At the third grade level, the OSAT was apparently inflated by five points from 1997 to 2001. At the fifth grade level, the scores were inflated by almost 15 points from 1996 to 2001. To put these results in perspective, note that the OSAT mathematics average score statewide increased by seven points from 1996 to 2001. If the Franklin results are an accurate prediction of the results statewide, it suggests that the state scores actually declined by eight points from 1996 to 2001.
What might explain this result? One possible explanation is that teachers are teaching to the test, in this case the OSAT. However, the two tests track each other so closely that any effort by teachers to boost OSAT scores would almost certainly boost the Terra Nova scores. Another explanation is that the assessment experts at ODE have done a poor job of equating tests from year to year. This might explain the results for the reading assessment, because the differences do vary from year to year. However, for the mathematics assessment, the gap between the OSAT and Terra Nova widens each year for third and fifth grade students. This kind of trend seems deliberate, not random. Another explanation is that the results may be simply a fluke, a product of a very small data set in a special situation..
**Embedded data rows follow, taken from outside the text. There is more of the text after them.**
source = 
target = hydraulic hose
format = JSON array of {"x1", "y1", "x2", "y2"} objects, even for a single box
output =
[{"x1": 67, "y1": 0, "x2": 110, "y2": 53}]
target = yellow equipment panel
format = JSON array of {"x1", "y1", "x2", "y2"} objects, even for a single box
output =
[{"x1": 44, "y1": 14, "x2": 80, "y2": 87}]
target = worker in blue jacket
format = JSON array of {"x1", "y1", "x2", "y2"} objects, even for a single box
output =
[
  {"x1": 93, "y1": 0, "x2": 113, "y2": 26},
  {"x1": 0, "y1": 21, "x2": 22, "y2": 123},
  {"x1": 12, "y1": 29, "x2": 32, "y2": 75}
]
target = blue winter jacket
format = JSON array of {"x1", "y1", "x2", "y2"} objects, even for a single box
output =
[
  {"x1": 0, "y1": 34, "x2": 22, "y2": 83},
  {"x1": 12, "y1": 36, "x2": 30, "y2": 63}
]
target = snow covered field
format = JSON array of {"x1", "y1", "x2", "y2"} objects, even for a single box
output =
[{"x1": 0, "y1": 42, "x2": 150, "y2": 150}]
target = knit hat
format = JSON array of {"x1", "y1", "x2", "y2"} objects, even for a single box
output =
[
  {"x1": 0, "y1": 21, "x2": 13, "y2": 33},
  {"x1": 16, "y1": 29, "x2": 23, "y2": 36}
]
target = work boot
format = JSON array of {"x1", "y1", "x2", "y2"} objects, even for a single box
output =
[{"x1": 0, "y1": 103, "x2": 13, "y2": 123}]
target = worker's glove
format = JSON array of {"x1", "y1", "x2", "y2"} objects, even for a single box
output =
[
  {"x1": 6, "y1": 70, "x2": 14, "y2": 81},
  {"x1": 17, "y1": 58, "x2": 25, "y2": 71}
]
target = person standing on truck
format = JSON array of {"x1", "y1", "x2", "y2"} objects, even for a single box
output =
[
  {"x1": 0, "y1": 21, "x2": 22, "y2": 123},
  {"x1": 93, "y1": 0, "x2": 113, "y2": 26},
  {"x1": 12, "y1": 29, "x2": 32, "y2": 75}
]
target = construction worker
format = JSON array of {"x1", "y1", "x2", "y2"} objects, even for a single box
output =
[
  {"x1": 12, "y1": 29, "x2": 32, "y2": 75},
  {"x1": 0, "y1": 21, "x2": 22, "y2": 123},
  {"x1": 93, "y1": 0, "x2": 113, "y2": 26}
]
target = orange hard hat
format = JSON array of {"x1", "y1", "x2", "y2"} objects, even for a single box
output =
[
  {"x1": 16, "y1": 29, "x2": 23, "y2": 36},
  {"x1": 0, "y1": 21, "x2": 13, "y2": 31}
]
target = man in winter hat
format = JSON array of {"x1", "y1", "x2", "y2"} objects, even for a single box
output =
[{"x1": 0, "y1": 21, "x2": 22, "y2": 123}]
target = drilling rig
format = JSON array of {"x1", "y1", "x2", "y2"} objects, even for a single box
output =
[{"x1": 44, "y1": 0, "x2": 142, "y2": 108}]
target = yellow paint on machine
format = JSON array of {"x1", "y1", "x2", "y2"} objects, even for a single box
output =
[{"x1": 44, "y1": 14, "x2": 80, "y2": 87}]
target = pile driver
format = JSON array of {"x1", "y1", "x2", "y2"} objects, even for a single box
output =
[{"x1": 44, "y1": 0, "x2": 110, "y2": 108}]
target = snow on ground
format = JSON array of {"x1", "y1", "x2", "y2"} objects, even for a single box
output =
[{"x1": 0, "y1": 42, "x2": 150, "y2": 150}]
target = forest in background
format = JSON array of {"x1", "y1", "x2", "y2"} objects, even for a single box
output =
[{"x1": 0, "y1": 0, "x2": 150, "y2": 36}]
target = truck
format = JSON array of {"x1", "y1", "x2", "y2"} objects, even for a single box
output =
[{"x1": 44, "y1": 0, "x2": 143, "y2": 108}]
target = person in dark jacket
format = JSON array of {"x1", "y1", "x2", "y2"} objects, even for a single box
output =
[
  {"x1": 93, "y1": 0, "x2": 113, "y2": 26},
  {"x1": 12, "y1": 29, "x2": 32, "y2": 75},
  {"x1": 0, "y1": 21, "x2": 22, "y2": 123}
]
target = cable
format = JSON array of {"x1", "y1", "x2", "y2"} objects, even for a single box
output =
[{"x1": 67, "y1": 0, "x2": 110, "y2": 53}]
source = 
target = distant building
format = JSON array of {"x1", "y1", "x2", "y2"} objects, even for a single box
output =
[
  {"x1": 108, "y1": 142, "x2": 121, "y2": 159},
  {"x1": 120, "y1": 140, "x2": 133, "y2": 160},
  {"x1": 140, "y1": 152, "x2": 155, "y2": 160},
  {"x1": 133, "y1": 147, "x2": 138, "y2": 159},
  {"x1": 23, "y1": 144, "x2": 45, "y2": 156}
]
To me, the most plausible explanation is that Oregon's math assessment has simply gotten easier.
Mr. Terry then goes on to check the Oregon test scores against the SAT and NAEP scores. He discovered that, despite the gains on the in-state exam, the math gains on NAEP and the SAT actually lag behind the national average. However, state exams and the SAT aren't necessarily intended to measure the same thing.
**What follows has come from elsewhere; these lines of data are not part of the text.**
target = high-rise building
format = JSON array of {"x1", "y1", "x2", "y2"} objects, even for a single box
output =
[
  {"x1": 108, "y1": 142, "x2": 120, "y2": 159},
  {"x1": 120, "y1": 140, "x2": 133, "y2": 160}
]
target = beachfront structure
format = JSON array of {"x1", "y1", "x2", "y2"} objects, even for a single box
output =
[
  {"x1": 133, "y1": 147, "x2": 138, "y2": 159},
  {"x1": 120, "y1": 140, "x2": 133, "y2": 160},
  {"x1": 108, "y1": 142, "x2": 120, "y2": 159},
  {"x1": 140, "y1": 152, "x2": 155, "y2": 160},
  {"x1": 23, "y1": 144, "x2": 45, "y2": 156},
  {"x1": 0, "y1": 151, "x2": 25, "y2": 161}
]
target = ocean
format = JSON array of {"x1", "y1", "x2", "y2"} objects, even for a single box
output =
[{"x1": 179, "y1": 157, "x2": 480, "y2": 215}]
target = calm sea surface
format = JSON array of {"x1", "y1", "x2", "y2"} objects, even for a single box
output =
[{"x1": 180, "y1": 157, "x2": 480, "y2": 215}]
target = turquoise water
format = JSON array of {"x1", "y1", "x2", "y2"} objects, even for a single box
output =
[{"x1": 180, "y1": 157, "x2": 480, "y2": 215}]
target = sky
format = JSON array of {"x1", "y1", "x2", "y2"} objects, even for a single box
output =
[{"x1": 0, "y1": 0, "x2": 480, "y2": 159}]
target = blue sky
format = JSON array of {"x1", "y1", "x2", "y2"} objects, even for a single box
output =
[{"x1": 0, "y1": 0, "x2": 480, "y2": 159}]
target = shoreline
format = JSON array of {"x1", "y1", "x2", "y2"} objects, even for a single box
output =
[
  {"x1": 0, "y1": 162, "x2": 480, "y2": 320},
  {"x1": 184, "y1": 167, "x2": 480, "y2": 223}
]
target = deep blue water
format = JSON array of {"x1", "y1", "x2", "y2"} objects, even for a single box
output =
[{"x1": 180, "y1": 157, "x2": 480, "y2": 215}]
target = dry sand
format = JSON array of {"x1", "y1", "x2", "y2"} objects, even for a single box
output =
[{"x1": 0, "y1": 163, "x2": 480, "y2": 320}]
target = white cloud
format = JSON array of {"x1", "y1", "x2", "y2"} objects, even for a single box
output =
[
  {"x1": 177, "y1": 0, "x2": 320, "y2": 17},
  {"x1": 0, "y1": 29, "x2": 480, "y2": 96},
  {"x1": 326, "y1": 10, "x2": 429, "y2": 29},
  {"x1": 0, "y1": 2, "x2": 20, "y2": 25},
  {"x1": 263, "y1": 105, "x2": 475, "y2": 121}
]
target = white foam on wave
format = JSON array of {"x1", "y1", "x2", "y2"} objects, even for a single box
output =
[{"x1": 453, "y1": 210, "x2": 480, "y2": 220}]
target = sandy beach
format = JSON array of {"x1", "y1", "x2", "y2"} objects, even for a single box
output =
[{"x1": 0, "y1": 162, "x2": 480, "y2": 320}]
I'm impressed by his willingness to examine the data, something few testing critics (and even fewer parents) are willing to do (of course, Oregon didn't make it easy for him to obtain these data). The score jumps in and of themselves are surprising, especially when they aren't accompanied by similar jumps in Terra Nova scores. The Terra Nova exam is consistent from year to year, and the OSAT obviously is not. However, I'm not as willing as Mr. Terry to assume that the apparent difference in test forms is deliberate. Test equating is not an easy process, and it's possible that a change in mathematical test content could have resulted in a change in the difficulty of the exam, despite attempts to equate the forms. However, if the content was changed, the parents should have been notified.
I'm also impressed by a sidebar questioning the value of the OSAT, especially its subjectivity:
Subjectivity: In a quest for the holy grail of assessment--measuring nebulous skills such as "critical thinking" and "problem solving,"--Oregon has developed a myriad of assessments such as writing sample tests, math problem-solving tests, and portfolio assessments. These faddish assessments are costly, cumbersome, lack reliability and validity, and take too much time away from instruction.
This is, in a nutshell, what I have always said in response to education reformers who unthinkingly recommend performance assessments as a useful alternative to standardized multiple-choice exams. This is not to say that such assessments cannot be useful - just that they are often more expensive, time-consuming, and unreliable than testing critics would have you believe. They are not a simple alternative to tests which seem too "sterile", or which don't seem to measure the "higher-order" skills.
Thanks to Joanne Jacobs for catching this first.